A musical score can be printed on paper, survive ransomware attacks, be understood by people in a distant future who doesn't speak the same language and be independent of the instrument that plays it. Computer software is however a lot more volatile when storage devices go out of fashion like floppy discs and cloud services get hacked. If someone would make a minimalistic hardware agnostic standard for describing classic computer games in paper format, what would be your preferences?

Syntax: Using a high-level programming language would have all the issues of alternative interpretations, dialects and transpiling that comes with scripted languages. English keywords would be like writing in latin once the standard gets old, so I guess math is the language somehow. Storing byte-codes with scattered error correcting bit patterns would not be human readable, but to mystery games, that might be the point.

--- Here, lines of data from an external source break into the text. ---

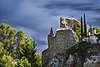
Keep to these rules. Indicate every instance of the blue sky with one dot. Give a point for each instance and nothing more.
(36, 17)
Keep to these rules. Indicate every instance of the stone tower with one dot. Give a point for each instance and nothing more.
(58, 43)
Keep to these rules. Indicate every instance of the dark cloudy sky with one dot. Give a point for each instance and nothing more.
(36, 17)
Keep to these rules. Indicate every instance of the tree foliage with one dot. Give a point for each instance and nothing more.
(23, 63)
(17, 45)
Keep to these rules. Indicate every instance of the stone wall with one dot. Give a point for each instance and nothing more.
(58, 44)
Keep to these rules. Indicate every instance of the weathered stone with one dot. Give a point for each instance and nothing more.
(55, 54)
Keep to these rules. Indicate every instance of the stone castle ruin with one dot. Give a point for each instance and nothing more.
(58, 43)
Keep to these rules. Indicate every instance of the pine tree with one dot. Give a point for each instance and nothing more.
(74, 28)
(85, 27)
(51, 31)
(91, 30)
(81, 27)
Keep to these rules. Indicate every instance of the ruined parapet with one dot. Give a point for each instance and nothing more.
(59, 42)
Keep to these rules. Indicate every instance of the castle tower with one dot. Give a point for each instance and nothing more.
(59, 42)
(51, 39)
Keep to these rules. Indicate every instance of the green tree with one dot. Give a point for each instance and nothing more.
(6, 61)
(77, 29)
(26, 48)
(23, 63)
(7, 37)
(81, 27)
(16, 45)
(85, 27)
(91, 30)
(39, 60)
(97, 29)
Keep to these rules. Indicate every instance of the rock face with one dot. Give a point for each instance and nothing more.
(58, 43)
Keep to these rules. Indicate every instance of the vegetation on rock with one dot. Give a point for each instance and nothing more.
(17, 45)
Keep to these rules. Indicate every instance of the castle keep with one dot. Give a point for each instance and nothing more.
(58, 44)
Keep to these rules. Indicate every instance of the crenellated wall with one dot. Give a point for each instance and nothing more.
(58, 44)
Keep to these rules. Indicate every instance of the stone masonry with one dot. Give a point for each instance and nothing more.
(58, 43)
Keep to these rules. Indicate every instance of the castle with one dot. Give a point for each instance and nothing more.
(58, 43)
(65, 37)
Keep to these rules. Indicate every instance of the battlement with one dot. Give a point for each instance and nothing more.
(59, 42)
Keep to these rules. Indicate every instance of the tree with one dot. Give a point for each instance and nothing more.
(78, 29)
(7, 37)
(26, 48)
(91, 30)
(6, 61)
(23, 63)
(39, 60)
(81, 27)
(85, 27)
(16, 45)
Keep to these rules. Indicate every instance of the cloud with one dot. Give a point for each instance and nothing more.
(36, 17)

File size: A tiny game could be read with a phone camera from a large book and played instantly, but a larger paper only used as a reliable backup could be scanned in a higher resolution and saved on the computer.

Security: Would you trust a game that you downloaded from a physical book to not contain malware? The exploit would be very old compared to your anti-virus, but books in a library can be tampered with.

Material: Would there be a point with only using cheap paper if it cannot withstand the inevitable era of nuclear winters? Would steel and wolfram-carbide printing plates be too expensive compared to opto laser crystal discs which store more data but are harder to decipher?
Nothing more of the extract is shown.